From fungi to Jet Fuel

by User Not Found | May 18, 2015

Last month in May 5th 2015, Washington State University researchers discovered a new, innovative way to produce jet fuel from a commonly found black fungi located in decaying leaves, soil, and rotting fruit. 


The amazing person leading this project is Birgitte Ahring who is also a distinguished professor of the Bioproducts, Sciences and Engineering Laboratory at WSU (pictured above on the right).

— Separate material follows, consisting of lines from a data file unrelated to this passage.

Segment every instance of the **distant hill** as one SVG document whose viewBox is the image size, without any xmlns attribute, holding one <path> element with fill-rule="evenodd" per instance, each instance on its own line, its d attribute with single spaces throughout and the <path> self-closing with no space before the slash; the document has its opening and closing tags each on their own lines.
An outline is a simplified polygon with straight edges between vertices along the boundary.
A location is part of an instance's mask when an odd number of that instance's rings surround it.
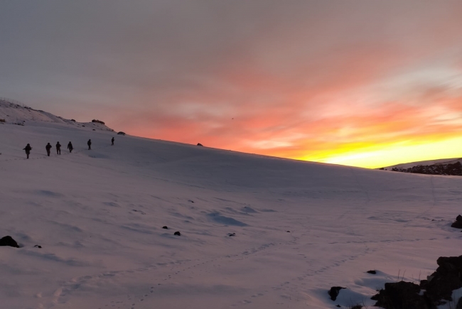
<svg viewBox="0 0 462 309">
<path fill-rule="evenodd" d="M 379 169 L 415 174 L 462 176 L 461 162 L 462 158 L 446 158 L 397 164 Z"/>
<path fill-rule="evenodd" d="M 114 131 L 100 120 L 94 119 L 92 122 L 78 122 L 73 119 L 65 119 L 42 110 L 34 109 L 14 100 L 0 98 L 0 124 L 24 126 L 31 121 L 67 124 L 73 127 Z"/>
</svg>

The fungus produced the most hydrocarbons on a diet of oatmeal but also created them by eating wheat straw or the non-edible leftovers from corn production, making this even more efficient. 

According to the WSU webpage, fungi have been of interest in the past decade for the creation of biofuel production since they are the key producers of enzymes that are necessary for converting biomass sugars. Unfortunately, according to Birgitte, fungi are complex organisms that are hard to understand and work with.


"Utilizing fungi for hydrocarbon and biofuel production is better than other methods because they do the work themselves." Fungi are suspected to produce hydrocarbons as a protective mechanism when dealing with bacteria. 

What now?

Researchers are now focused on optimizing the fungi's hydrocarbon production and improve biochemical pathways via genetic engineering.